Allogeneic hematopoietic cell transplantation (HCT) remains the only curative treatment for WAS. Matched sibling donor (MSD) transplantation has resulted in event-free-survival > 90%, compared to 70–90% in matched unrelated donor (MUD) and umbilical cord blood (UCB) and 55–90% in mismatched unrelated donor transplantation (MMUD) (2, 8–11). With the increasing application of haploidentical bone marrow transplantation (haplo-BMT) with post-transplant cyclophosphamide (PT-CY) for hematologic malignancies, there have been a limited number of case reports and small case series in the last 3 years on its use in patients with WAS. Herein, we report two brothers with WAS who underwent successful T-cell replete haplo-BMT from their father using myeloablative conditioning (MAC) and PT-CY. The regimen was well-tolerated, resulting in complete donor engraftment and no acute or chronic graft vs. host disease (GvHD).

Case Series

The older brother (patient #2) presented for his 1-year well child visit with eczema and purpura, and was found to have a platelet count of 5 × 10⁹/L. He was admitted for presumed immune thrombocytopenic purpura (ITP) and received intravenous immunoglobulin (IVIG) with a marginal response in his platelet count. Given the persistent eczema and thrombocytopenia with a low mean platelet volume, genetic testing was performed, which confirmed missense mutation, 291G>A, in the WAS gene (R86H). He was referred to our hematopoietic cell therapy and transplant program when he was 17 months of age for bone marrow (BM) transplant evaluation. No HLA-matched related or unrelated donor was identified. As his mother was pregnant, the parents indicated that they wished to wait in the event that the upcoming sibling may be a match. In the interim, the patient received monthly infusions of IVIG and IV pentamidine for Pneumocystis jirovecii prophylaxis while his platelet count ranged between 30 and 40 × 10⁹/L.

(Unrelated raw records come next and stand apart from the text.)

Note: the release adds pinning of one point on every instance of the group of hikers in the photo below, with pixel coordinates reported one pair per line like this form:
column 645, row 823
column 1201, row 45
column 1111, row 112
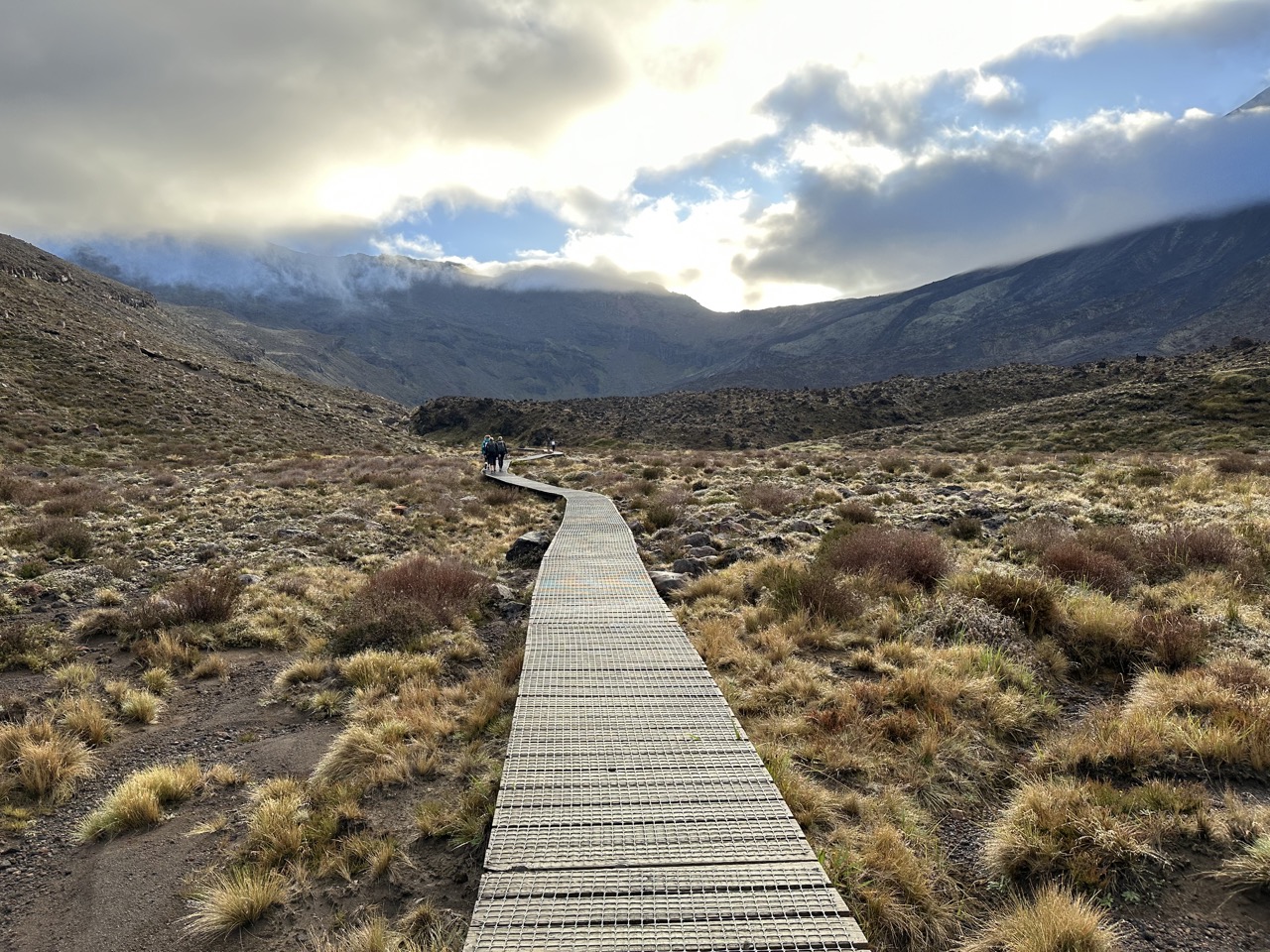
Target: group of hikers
column 493, row 453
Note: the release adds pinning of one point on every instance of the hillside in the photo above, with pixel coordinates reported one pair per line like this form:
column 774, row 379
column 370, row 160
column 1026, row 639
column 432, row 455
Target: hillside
column 86, row 356
column 259, row 648
column 1211, row 398
column 412, row 330
column 1160, row 291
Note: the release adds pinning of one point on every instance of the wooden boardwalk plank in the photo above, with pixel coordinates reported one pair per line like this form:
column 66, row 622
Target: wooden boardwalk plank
column 634, row 812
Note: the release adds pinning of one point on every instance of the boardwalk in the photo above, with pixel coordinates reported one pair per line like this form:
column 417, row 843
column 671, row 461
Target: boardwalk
column 634, row 812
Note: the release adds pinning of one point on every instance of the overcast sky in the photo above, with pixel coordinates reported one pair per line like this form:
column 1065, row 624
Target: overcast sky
column 747, row 153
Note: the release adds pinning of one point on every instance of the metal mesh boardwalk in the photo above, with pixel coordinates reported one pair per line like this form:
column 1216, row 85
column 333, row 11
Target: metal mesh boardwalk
column 634, row 812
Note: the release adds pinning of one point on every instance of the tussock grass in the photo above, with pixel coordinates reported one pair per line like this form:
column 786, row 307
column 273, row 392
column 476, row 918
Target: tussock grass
column 386, row 670
column 1089, row 833
column 307, row 670
column 1053, row 920
column 158, row 680
column 85, row 717
column 234, row 898
column 1214, row 719
column 75, row 676
column 134, row 703
column 140, row 798
column 368, row 754
column 898, row 555
column 896, row 888
column 1034, row 603
column 407, row 602
column 41, row 761
column 211, row 666
column 463, row 820
column 1250, row 869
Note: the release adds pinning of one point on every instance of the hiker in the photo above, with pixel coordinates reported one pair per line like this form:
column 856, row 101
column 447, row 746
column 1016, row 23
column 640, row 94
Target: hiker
column 486, row 453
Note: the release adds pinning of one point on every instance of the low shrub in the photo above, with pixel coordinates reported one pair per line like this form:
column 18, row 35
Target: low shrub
column 856, row 511
column 813, row 589
column 1238, row 465
column 404, row 603
column 770, row 498
column 33, row 647
column 1178, row 548
column 659, row 515
column 1171, row 640
column 64, row 537
column 1076, row 562
column 899, row 555
column 1034, row 603
column 1034, row 536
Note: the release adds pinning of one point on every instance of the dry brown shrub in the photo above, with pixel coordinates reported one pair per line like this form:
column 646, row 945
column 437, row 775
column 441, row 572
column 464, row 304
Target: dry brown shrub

Patient #1 (younger brother) was born 2 years after his brother. While he proved to be an HLA match, he unfortunately had thrombocytopenia and genetic testing confirmed the same mutation in the WAS gene. In his first 7 months of life, his platelet count ranged between 50 and 80 × 10⁹/L, but he then developed transfusion refractory thrombocytopenia (1–5 × 10⁹/L), which did not respond to IVIG, steroids, or eltrombopag (12). He had no evidence of splenic sequestration and HLA antibody testing failed to reveal the presence of either class I or II antibodies. Because of his severe purpura, it was therefore decided to proceed to haplo-BMT with the younger sibling first.

Prior to transplantation, both patients underwent testing for donor specific anti-HLA antibodies that were negative. Conditioning was myeloablative and consisted of rabbit anti-thymocyte globulin 4.5 mg/kg IV over days −9 to −7, busulfan (BU) 1 mg/kg IV q 6 h for 12 doses on days −8 to −6, fludarabine (FLU) 30 mg/m² IV on days −5 to −2, and melphalan (MEL) 100 mg/m² IV on day −2 (Figure 1). Busulfan pharmacokinetics were performed after the first dose with an estimated area under the curve (AUC) average exposure of 4.44 mg × h/L per dose for the younger sibling and 4.11 for the older (Table 1). BM stem cells were freshly harvested from their father in both cases. GVHD prophylaxis included PT-CY 50 mg/kg IV on days +3 and +4 followed by initiation of mycophenolate mofetil (MMF) and tacrolimus on day +5. In the absence of GvHD, MMF was discontinued on day +28 without taper and tacrolimus was weaned beginning on day +100 over the next 3 months.

FIGURE 1

Figure 1. Conditioning regimen and GvHD prophylaxis.

TABLE 1

Table 1. Patient and transplant characteristics.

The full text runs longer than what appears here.